On July 21, in an article titled “Don’t Send Your Kid to the Ivy League,” William Deresiewicz wrote about the many problems he’s seen with the elite network of universities. He criticizes the Ivy League and other selective institutions for their failure to create campuses of socioeconomic diversity and for perpetuating the class system in the United States. Long story short: he basically thinks that these universities cause their students to become “out-of-touch, entitled little [sh*ts].”
As a graduate of Barnard College, a women’s college affiliated with Columbia University, I agree with a lot of the points and criticisms Deresiewicz mentions in his article. Although, I don’t agree that I became an “entitled little sh*t,” I can say that without my other experiences in life, I probably was on my way to becoming one.
I wouldn’t trade in the education I received at Barnard and Columbia for any other one in the world. It worked for me, and it really did challenge and help me by opening up my mind. I will be forever grateful for the education I earned and to the students and professors that helped me along the way. But, Deresiewicz is correct in his view that elite institutions have many students with “toxic levels of fear, anxiety and depression.” I know this because I was one of them.
The fall semester of my junior year was probably one of the most stressful, anxiety-ridden, isolating semesters of my college career. When I went into the semester with six classes, an internship, membership in a sorority and a position as a writer for an on-campus magazine, I was satisfied. Although I wasn’t volunteering on the weekends and also writing for the campus newspaper, I thought I still was living (somewhat) up to the standards of “Super People.”
What are “Super People”? According to Deresiewicz, “Super People” (a term created by writer James Atlas) are students that have “a double major, a sport, a musical instrument, a couple of foreign languages, service work in distant corners of the globe and a few hobbies thrown in for good measure." “Super People” have mastered everything, "with a serene self-assurance that leaves adults and peers alike in awe."
Even though I was living up to those standards and had the satisfaction of knowing that my schedule and ability to manage all that I did was impressive, I was miserable that semester. I would never sleep on Wednesday nights, so that I could work on assignments. I would come home from a full day of classes or interning (often without a break) and spend hours upon hours studying and working on assignments. I never got to spend a lot of time with my friends, and I was often isolated in my room because I wanted to maintain or raise my precious, beloved GPA. And part of the reason why I did it all: I felt so much pressure around me.
When you take a walk through Barnard and Columbia’s campus, you will probably overhear a conversation that sounds like a competition for who is the most stressed and who has the most work. It goes like this:
Person A: I’m so tired. I didn’t get any sleep last night because I was working on my 20-page paper.
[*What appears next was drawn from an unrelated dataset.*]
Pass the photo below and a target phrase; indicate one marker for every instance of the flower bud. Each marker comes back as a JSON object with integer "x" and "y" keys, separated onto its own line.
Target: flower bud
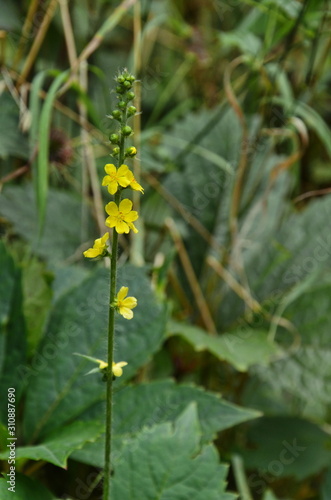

Person B: I know what you mean. I actually haven’t slept for two days because I had to turn in my first draft for my thesis. It was 40 pages.
Person A: Wow. I probably won’t sleep tonight again because I have two presentations in two days, but I’m interning all day tomorrow.
The pressure to be on top, or the definition of “Super People,” is so high at elite institutions such as Columbia. Although there was no authority figure pointing his or her finger at me, telling me to do it all and know it all, going to school with thousands of intelligent students who were interning, working an on-campus job, taking six classes and attending four club meetings a week was pressure enough. You feel like you’re not good enough, because you don’t have an internship for the semester. Or, you feel like you’re inadequate because you’re taking five classes instead of six. And when I didn’t fit that criteria some semesters, I often felt embarrassed and just wanted to avoid talking to certain peers. On top of that, there were times when I felt overwhelming waves of anxiety about not having accomplished something notable: I haven’t published a book; I never interned at a government office, and I’ve never been invited to MSNBC to give my perspective on education.
What I needed to realize earlier in college (and what I realized my senior year) was that I didn’t really need to do it all. I needed to learn how to not let the pressure get to me. I should have stopped comparing myself to other students. Yes—this classmate sitting next to be has interned for the UN and seems to know about the political situation in every country, but that doesn’t make me inferior. I should’ve ignored the “entitled little sh*t” that snickered at another student for making a mistake during discussion session. I also should’ve figured out how to balance school, work and my social life a lot earlier.
One thing that I learned very late in college was that balance is the key to actually enjoying a selective college or university. I figured out that I’m smart, and I can trust my intelligence with the material I learned in school. I didn’t really need to spend all day on a Saturday locked away in my room studying. When I finally made time for my friends, when I allowed myself to binge-watch Netflix or take a guilt-free nap from time to time, I was able to really appreciate Barnard and Columbia. Through a balance and by not giving into the pressure, my classmates were no longer my competitors or "people to impress;" they became my equals, people who I could really learn from. And, I enjoyed being around them.
Whether or not you go to an Ivy League school, a U.S. Weekly “top” school or a selective one, it’s best not to give into the pressure that will surround you. Allowing yourself to actually enjoy the education you receive and making time to engage with your peers socially is crucial to avoiding the “toxic” levels of unnecessary pressure, fear of failure, seclusion and anxiety at these institutions.